The corpus was cleaned by removing special characters, punctuation, numbers etc. The stopwords were kept as they appear to be useful in predicting words. Profanity filtering was also applied.
Ngrams (up to quadrigrams) as well as their counts will be used in the language model.
To predict words fast but accurately in a mobile application, ngrams were extracted from a large corpus but only those with counts larger than thresholds were kept. This strategy siginificatly reduces the size of ngrams with little effects on the accuracy. For instance, 298 Mb quadrigram file obtained from 50% datasets was reduced to 2.5 Mb for the threshold counts of 5.

Ngram model under Markov assumption was applied in word prediction. The word \( w_{n} \) predicted is dependent on the last (n-1) words, \( w_{i-(n-1)},,..,w_{i-1} \), or the conditional probability \( P(w_{i}|w_{i-(n-1)},,..,w_{i-1}) \).
Katz backoff model was used in this ShinyApp.
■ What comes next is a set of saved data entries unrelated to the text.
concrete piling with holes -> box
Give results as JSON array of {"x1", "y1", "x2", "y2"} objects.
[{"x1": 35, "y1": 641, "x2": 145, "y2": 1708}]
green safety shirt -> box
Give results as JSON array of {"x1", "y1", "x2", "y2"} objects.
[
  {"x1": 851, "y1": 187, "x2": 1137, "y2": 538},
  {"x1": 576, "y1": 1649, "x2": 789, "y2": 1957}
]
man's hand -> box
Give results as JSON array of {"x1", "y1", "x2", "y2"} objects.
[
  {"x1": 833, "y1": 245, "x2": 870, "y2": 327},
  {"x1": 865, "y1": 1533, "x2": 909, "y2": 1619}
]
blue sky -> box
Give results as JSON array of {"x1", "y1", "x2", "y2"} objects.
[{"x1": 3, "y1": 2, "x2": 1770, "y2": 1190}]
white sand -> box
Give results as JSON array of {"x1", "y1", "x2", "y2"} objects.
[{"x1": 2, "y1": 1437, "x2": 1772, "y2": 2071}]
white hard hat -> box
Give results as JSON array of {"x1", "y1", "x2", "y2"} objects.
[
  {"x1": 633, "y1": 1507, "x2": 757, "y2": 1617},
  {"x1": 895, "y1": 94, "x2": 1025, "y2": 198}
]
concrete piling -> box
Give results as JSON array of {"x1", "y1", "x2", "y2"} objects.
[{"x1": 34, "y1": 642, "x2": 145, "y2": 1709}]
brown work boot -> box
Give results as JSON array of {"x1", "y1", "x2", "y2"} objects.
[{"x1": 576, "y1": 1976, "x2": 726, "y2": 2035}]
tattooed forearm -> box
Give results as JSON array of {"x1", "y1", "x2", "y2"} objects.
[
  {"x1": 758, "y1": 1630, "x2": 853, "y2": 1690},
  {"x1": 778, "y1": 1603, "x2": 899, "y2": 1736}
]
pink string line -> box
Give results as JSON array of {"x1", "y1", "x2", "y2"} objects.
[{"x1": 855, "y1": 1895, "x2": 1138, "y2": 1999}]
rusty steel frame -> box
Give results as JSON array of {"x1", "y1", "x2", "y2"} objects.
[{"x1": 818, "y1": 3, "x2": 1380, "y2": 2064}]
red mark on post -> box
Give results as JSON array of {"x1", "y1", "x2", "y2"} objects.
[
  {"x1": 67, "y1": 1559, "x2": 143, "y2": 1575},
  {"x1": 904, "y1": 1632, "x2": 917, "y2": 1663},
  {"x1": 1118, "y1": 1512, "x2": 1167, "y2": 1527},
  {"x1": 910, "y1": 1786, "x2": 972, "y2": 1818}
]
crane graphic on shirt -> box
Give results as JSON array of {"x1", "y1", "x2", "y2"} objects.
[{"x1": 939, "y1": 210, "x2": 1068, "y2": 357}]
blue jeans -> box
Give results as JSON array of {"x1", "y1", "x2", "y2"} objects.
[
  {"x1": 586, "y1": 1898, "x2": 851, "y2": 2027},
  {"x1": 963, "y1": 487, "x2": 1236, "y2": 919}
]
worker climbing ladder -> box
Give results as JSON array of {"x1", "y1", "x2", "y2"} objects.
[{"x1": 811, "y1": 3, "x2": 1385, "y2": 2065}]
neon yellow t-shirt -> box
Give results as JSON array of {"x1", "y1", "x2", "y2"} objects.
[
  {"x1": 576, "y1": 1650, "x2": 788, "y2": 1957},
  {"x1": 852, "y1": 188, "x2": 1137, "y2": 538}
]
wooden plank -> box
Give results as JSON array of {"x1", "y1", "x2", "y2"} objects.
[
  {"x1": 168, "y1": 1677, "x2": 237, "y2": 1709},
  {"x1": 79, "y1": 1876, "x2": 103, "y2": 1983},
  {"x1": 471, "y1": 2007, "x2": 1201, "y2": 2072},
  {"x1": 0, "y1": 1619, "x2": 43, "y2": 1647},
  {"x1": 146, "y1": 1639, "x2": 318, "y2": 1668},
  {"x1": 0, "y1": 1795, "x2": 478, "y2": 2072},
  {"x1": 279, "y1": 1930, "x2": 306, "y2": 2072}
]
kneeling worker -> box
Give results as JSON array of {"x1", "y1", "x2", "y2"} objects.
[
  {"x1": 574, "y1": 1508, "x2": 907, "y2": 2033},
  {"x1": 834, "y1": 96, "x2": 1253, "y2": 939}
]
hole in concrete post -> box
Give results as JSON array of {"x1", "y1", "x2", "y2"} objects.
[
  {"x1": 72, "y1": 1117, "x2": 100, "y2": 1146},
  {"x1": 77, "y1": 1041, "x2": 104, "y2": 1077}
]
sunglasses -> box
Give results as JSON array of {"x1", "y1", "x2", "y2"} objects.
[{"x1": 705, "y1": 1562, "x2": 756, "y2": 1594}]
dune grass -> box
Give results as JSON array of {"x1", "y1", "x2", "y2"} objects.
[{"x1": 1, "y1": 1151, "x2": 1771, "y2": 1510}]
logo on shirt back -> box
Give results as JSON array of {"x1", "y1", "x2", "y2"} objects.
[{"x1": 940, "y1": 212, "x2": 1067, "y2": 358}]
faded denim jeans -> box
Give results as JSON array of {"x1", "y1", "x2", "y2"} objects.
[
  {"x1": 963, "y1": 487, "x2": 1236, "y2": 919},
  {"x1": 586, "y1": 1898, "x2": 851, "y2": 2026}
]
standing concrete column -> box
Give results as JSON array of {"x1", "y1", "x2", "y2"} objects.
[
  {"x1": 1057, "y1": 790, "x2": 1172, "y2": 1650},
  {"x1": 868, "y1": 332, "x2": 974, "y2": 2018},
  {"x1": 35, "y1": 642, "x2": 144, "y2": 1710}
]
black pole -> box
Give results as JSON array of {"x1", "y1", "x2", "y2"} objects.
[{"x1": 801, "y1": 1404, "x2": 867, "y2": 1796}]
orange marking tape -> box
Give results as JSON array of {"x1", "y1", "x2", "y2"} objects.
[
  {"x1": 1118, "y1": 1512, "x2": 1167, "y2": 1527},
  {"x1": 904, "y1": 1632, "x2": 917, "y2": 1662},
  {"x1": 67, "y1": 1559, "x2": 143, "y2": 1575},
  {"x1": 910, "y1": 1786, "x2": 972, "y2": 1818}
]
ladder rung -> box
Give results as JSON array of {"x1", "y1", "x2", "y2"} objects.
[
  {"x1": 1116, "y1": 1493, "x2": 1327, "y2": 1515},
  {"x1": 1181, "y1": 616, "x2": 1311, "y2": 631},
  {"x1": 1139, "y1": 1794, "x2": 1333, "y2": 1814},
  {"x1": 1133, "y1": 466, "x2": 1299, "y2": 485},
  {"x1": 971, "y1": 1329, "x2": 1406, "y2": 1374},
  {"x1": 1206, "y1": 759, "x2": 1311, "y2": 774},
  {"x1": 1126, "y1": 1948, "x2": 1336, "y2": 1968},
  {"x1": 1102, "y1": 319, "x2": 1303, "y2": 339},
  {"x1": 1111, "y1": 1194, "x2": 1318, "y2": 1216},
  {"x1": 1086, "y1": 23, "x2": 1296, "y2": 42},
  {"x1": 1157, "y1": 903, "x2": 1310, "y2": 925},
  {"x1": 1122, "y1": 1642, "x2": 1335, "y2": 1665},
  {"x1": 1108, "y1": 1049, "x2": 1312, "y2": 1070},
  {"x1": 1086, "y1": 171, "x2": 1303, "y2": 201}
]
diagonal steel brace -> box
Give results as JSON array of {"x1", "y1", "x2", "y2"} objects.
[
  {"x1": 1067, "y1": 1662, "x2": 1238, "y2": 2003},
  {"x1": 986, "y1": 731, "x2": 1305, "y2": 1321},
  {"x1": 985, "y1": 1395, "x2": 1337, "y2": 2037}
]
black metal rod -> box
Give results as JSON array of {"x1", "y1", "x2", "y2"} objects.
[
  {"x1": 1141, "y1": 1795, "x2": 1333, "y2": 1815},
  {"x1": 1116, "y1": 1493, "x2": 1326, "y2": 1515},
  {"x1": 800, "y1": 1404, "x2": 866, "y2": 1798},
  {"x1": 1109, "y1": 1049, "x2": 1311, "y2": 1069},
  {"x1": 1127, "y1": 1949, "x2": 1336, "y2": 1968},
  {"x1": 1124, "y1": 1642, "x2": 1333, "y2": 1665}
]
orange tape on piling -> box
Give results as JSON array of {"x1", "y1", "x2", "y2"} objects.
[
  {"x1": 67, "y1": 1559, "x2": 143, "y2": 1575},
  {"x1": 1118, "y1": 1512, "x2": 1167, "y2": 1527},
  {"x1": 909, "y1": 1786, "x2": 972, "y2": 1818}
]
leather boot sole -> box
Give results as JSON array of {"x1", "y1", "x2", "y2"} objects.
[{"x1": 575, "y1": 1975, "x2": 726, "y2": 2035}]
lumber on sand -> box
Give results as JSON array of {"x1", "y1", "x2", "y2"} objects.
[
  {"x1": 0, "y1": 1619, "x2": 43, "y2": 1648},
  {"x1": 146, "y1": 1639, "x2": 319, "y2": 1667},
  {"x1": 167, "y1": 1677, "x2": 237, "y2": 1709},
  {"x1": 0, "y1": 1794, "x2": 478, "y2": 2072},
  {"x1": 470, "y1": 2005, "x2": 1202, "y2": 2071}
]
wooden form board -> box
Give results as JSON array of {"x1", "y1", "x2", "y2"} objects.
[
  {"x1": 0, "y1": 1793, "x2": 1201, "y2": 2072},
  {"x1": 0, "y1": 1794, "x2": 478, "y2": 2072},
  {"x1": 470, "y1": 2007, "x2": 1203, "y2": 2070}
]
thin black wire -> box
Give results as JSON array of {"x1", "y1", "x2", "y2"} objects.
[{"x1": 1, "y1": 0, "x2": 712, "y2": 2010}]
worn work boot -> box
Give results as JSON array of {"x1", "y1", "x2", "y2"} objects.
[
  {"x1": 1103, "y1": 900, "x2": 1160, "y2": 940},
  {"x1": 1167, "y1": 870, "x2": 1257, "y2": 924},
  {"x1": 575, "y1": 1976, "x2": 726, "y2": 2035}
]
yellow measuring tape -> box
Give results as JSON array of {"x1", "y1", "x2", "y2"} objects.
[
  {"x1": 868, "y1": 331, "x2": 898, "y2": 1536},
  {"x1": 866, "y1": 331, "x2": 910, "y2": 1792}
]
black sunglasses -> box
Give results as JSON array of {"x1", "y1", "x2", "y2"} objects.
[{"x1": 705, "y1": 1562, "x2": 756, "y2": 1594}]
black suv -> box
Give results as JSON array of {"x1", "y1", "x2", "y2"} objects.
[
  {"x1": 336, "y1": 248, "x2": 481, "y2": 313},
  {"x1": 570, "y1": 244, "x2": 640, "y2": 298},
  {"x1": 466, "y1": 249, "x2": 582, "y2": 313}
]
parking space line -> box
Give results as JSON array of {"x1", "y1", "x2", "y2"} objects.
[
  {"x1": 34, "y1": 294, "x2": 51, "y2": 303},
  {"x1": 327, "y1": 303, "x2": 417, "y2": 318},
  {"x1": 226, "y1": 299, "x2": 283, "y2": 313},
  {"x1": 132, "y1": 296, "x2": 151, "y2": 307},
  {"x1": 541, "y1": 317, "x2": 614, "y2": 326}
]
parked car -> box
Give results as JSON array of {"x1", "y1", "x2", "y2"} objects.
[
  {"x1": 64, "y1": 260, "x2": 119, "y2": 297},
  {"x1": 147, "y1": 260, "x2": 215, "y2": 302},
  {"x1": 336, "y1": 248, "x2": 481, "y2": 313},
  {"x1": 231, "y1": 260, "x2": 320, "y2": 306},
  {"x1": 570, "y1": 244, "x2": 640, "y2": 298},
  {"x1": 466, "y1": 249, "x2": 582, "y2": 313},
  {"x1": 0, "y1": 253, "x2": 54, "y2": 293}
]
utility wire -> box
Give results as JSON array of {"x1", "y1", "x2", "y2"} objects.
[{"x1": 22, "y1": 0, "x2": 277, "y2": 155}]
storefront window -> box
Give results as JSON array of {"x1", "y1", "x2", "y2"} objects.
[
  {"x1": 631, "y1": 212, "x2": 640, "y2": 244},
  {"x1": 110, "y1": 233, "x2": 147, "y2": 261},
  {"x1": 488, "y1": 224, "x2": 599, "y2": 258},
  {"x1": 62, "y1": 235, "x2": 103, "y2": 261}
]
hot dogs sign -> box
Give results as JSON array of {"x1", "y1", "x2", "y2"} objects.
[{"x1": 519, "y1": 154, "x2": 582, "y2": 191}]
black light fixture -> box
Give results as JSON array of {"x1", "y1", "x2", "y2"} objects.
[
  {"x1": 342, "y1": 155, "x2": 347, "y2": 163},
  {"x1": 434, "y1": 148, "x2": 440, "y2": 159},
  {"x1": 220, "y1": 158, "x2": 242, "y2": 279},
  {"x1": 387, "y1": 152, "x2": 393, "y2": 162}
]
Backoff algorithm solves the problem of zero frequency N-grams by looking for a (N-1)-gram if no N-gram exists for the specific word sequence. The App speed was improved by vectorizing the code.
See details of Katz backoff algorithm in the course of Natural Language Processing provided by Corsera and Columbia Uinversity (https://class.coursera.org/nlangp-001/lecture/53).

left: 50%

Screenshot of ShinyApp alt text

Prediction Panel
- Predict the next word by entering an incomplete phrase/sentence.
- Select bigram, trigram, or quadrigram for prediction.
- Adjust the low-level discount parameter in Katz backoff model.
- Other possible words are also shown in a histogram.